Legionnaires’ disease reported in two past guests of Rio Hotel and Casino

Two individuals who recently stayed at a Las Vegas resort have, according to the Southern Nevada Health District, contracted Legionnaires’ disease.

According to the Health District, the two guests stayed separately at the Caesars Entertainment-owned and operated Rio All-Suite Hotel and Casino in Las Vegas, in March and April, local news media reports.

KSNV NBC Las Vegas reports that the Health District is being assisted by the Rio Hotel and Casino in the ongoing investigation and is providing past and current guests information.

Along with the initial illness report, the property has also reportedly made arrangements for the hotel’s water system to be environmentally tested. The presence of the Legionella bacteria was indicated in facility testing results and the remediation response of chlorine disinfection was reportedly initiated by the property.

Sampling of the water system at the property was conducted by the Health District following the reports of the two cases and a Legionella bacterium was identified throughout the system, according to KSNV. The Health District is reportedly working with the Rio Hotel & Casino for remediation and follow-up sampling in order to ensure their efforts are effective.

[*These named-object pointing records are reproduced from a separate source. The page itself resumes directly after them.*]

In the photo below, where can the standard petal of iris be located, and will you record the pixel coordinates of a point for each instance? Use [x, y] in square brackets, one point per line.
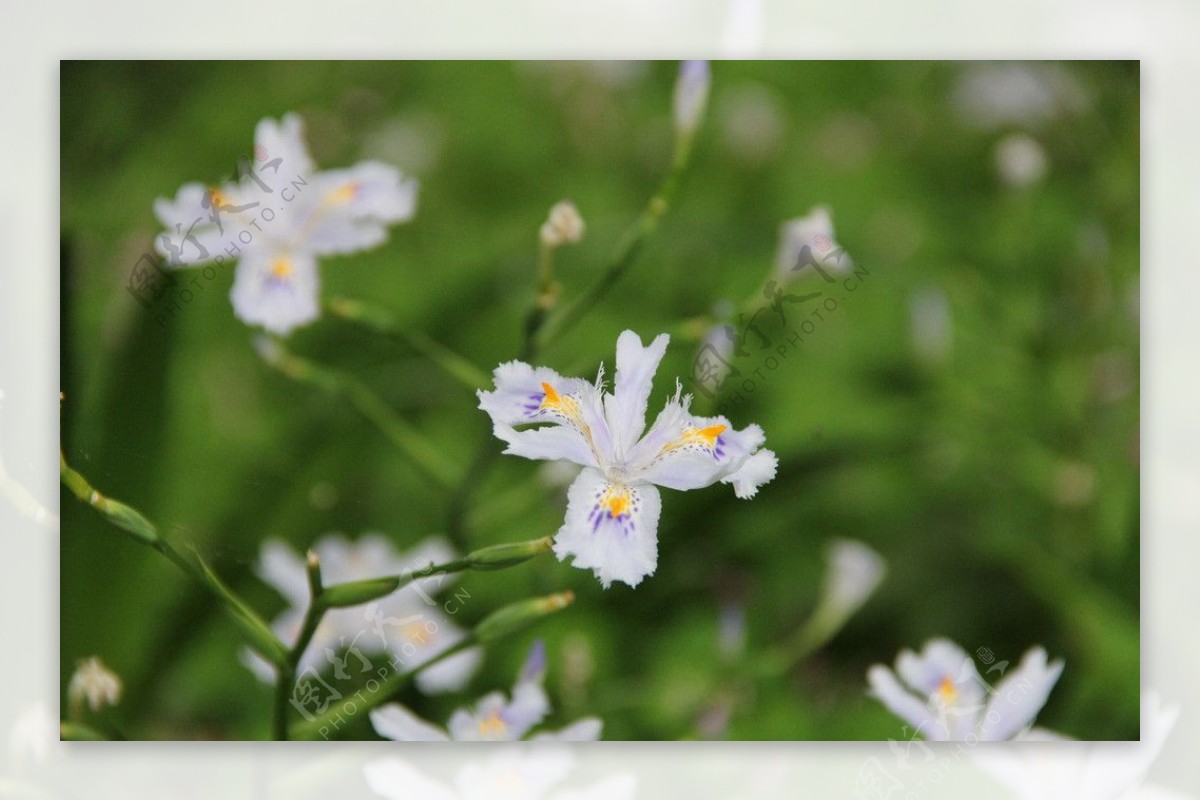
[901, 703]
[754, 473]
[1020, 696]
[276, 290]
[281, 567]
[192, 236]
[396, 722]
[685, 452]
[567, 411]
[611, 529]
[625, 408]
[355, 205]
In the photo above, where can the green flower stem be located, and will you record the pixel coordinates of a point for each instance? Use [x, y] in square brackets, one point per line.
[499, 624]
[384, 323]
[629, 248]
[545, 299]
[323, 598]
[367, 700]
[485, 559]
[420, 452]
[540, 329]
[252, 627]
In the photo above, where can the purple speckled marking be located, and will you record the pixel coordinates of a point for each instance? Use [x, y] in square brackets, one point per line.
[532, 408]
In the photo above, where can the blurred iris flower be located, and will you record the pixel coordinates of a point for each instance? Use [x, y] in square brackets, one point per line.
[277, 218]
[407, 625]
[496, 716]
[947, 699]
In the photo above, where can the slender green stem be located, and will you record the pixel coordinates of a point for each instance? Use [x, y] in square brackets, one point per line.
[485, 559]
[498, 625]
[256, 632]
[366, 700]
[629, 248]
[384, 323]
[419, 450]
[355, 592]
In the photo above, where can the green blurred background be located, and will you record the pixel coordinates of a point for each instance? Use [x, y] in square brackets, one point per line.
[970, 411]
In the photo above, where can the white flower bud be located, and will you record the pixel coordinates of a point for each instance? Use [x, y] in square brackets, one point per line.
[95, 684]
[1020, 160]
[564, 226]
[691, 95]
[809, 242]
[853, 571]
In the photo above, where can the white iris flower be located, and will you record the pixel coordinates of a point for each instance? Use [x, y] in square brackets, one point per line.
[407, 625]
[612, 513]
[496, 716]
[277, 218]
[948, 699]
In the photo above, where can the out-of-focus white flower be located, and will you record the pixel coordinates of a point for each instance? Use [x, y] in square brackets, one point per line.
[1020, 160]
[408, 624]
[564, 226]
[1059, 768]
[513, 771]
[612, 513]
[277, 218]
[809, 242]
[930, 325]
[495, 716]
[691, 95]
[852, 573]
[95, 684]
[994, 95]
[947, 699]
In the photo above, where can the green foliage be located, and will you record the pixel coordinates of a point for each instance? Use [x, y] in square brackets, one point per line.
[999, 479]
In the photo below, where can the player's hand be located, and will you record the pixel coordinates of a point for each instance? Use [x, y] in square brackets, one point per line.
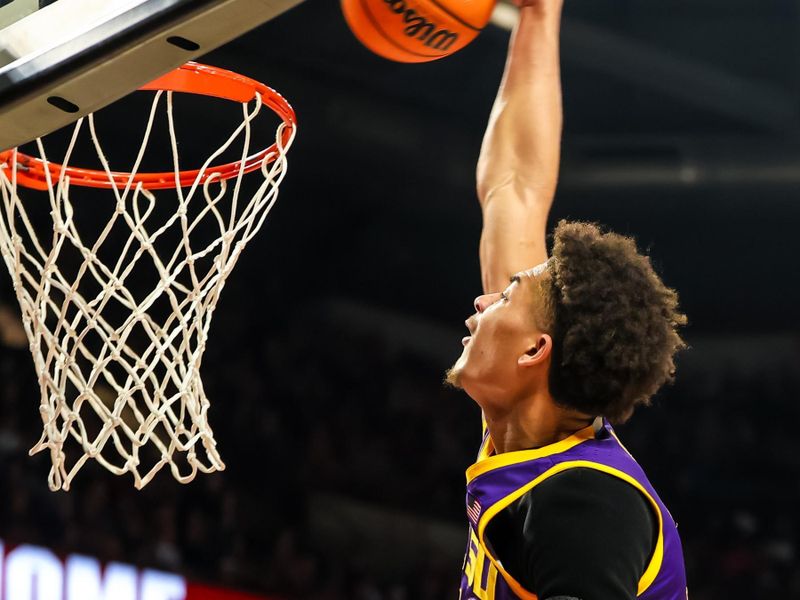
[537, 3]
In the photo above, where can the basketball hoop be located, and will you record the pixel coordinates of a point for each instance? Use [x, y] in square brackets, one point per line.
[119, 380]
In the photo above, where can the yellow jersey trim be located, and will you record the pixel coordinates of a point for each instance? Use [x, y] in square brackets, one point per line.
[650, 572]
[486, 462]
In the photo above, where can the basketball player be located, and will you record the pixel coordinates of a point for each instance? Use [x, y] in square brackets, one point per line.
[558, 349]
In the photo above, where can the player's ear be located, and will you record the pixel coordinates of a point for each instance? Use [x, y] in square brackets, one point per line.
[538, 353]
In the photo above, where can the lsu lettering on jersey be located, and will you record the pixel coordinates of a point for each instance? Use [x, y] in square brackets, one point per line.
[495, 481]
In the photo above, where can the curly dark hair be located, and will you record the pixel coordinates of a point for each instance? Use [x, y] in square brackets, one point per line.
[613, 321]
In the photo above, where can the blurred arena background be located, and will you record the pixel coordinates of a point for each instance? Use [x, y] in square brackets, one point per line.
[345, 455]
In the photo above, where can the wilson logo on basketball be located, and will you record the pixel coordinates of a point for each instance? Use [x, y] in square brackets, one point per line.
[421, 28]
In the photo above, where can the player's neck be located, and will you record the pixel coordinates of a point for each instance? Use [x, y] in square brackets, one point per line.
[532, 424]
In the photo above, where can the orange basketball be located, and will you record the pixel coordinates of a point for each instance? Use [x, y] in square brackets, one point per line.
[416, 30]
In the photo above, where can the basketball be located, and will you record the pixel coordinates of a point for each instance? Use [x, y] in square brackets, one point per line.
[416, 30]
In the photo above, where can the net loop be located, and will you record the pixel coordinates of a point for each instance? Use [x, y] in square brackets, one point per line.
[119, 362]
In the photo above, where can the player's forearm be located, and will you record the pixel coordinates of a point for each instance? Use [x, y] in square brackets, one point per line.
[522, 144]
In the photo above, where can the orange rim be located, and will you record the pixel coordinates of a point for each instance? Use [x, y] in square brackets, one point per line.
[192, 78]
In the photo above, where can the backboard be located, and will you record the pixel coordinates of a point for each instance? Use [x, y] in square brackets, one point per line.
[62, 59]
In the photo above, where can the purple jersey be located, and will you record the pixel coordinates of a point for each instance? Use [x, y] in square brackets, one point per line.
[495, 481]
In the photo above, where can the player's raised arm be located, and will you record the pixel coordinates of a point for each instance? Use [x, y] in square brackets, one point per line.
[518, 165]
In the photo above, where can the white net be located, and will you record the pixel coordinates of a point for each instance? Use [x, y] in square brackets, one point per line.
[118, 316]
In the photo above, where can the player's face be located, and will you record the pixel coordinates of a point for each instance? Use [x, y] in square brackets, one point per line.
[502, 330]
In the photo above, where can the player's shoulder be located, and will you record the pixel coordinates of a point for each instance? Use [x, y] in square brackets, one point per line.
[587, 489]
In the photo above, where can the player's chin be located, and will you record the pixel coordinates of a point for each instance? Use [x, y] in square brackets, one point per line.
[452, 377]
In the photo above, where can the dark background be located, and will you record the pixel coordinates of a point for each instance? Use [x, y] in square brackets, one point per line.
[345, 456]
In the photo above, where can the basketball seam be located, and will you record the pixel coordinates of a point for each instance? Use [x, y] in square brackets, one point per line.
[454, 16]
[388, 38]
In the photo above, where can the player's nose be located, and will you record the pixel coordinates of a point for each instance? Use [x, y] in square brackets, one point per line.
[485, 301]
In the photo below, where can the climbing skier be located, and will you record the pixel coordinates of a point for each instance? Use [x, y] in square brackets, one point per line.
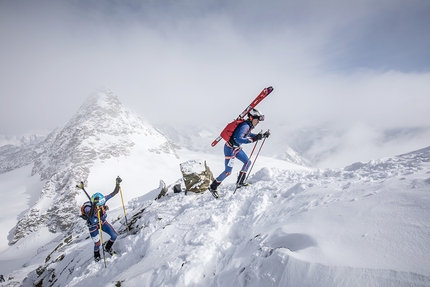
[232, 149]
[94, 210]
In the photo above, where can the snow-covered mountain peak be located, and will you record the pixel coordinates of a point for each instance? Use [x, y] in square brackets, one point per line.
[100, 130]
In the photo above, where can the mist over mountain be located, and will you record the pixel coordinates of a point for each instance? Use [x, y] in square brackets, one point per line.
[293, 226]
[101, 129]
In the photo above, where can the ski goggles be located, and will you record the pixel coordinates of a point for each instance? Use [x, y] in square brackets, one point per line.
[260, 118]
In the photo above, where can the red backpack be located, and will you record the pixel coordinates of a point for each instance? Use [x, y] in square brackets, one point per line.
[228, 131]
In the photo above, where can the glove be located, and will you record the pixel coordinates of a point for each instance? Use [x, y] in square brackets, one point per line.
[118, 180]
[257, 137]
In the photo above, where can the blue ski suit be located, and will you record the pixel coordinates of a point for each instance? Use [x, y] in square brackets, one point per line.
[232, 149]
[93, 222]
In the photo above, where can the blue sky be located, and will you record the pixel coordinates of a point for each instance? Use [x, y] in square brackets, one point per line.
[333, 61]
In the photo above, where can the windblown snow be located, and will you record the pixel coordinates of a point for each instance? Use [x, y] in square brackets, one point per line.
[367, 224]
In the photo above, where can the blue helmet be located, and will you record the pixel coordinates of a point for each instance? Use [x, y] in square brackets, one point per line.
[98, 199]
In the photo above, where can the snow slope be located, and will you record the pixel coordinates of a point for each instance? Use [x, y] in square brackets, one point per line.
[364, 225]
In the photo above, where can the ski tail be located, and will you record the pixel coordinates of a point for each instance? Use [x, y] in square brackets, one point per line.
[263, 94]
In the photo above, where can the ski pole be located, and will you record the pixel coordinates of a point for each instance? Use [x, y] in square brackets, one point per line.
[255, 159]
[101, 235]
[123, 207]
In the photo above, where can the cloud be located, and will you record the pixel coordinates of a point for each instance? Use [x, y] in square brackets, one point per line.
[331, 62]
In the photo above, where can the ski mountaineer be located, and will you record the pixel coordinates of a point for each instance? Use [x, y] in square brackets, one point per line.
[232, 149]
[90, 211]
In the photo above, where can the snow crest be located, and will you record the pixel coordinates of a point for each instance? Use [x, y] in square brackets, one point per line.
[365, 225]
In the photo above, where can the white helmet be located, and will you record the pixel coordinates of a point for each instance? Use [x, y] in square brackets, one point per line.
[256, 114]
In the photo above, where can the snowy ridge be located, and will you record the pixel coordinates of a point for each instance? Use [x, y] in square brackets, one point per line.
[365, 225]
[100, 130]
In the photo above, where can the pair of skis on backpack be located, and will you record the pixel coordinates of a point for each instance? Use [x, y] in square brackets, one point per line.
[216, 194]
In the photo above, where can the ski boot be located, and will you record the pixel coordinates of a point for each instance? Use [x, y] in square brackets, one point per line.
[241, 180]
[108, 248]
[213, 188]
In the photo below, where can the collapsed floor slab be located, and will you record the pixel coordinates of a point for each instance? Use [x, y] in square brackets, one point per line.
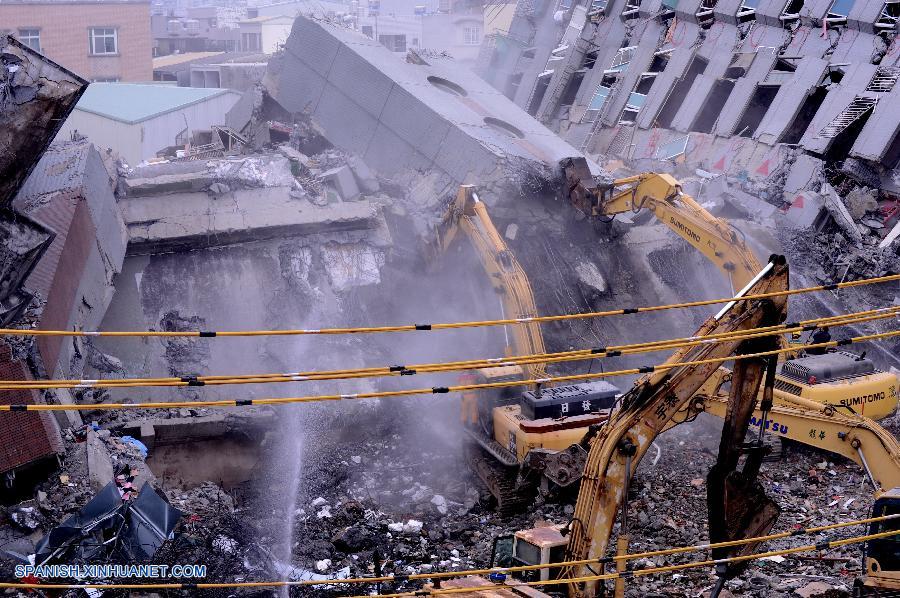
[191, 220]
[426, 114]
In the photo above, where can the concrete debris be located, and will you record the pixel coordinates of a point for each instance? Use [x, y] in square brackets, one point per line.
[36, 96]
[185, 356]
[341, 180]
[323, 565]
[590, 279]
[841, 215]
[861, 201]
[817, 589]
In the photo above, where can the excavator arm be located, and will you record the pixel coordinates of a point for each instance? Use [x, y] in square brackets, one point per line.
[713, 237]
[468, 216]
[855, 437]
[721, 243]
[648, 408]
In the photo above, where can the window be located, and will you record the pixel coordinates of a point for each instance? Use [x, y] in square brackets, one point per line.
[632, 7]
[791, 10]
[837, 15]
[251, 42]
[472, 35]
[31, 38]
[599, 98]
[104, 40]
[394, 43]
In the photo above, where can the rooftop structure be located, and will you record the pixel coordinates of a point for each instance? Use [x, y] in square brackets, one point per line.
[138, 121]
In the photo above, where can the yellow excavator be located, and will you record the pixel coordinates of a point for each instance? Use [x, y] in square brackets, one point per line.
[522, 440]
[506, 428]
[738, 507]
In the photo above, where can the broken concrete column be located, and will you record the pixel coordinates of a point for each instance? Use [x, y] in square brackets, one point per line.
[100, 471]
[841, 215]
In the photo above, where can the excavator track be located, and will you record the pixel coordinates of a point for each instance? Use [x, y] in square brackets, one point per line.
[501, 481]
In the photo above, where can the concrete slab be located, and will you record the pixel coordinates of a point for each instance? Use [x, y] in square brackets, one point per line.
[193, 220]
[803, 171]
[100, 471]
[399, 116]
[343, 181]
[880, 130]
[805, 208]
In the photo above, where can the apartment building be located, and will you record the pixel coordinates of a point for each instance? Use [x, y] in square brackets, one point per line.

Richard Broome, Executive Vice President of Public Affairs and Corporate Communications, at the Las Vegas-based Caesars Entertainment issued a statement to that effect. Broome added, “Out of an abundance of caution, we are relocating guests from rooms where remediation actions are being undertaken,” as reported by the news agency.

According to the Centers for Disease Control (CDC), Legionellosis is a respiratory disease caused by Legionella bacteria, which can cause a serious type of pneumonia called Legionnaires’ disease. Legionella is naturally occurring in freshwaters environments such as lakes and streams, however, if it grows and spreads in man-made water systems, such as heating and cooling systems (AC) for large buildings, showers and faucets, and large plumbing systems, it can become a health issue. Once the bacteria grows and spreads throughout a building’s water system, the contaminated water spread in droplets that are small enough to be breathed in by people, which can lead to Legionnaires’ disease.

According to the CDC, the majority of healthy people who are exposed to Legionella do not get sick. Individuals who have an increased risk of becoming ill include current or former smokers, people 50 years and older, those with chronic lung disease, people with cancer, those with weakened immune systems or people who take drugs that weaken the immune system, e.g, surgery or chemo; and individuals with illnesses such as liver failure, diabetes, or kidney failure.

According to the report, if symptoms develop within 14 days of a guest’s stay at the property, they should seek medical attention. If you have questions the Health District’s Helpline can be reached at 702-759-0999, weekdays from 9am to 5pm.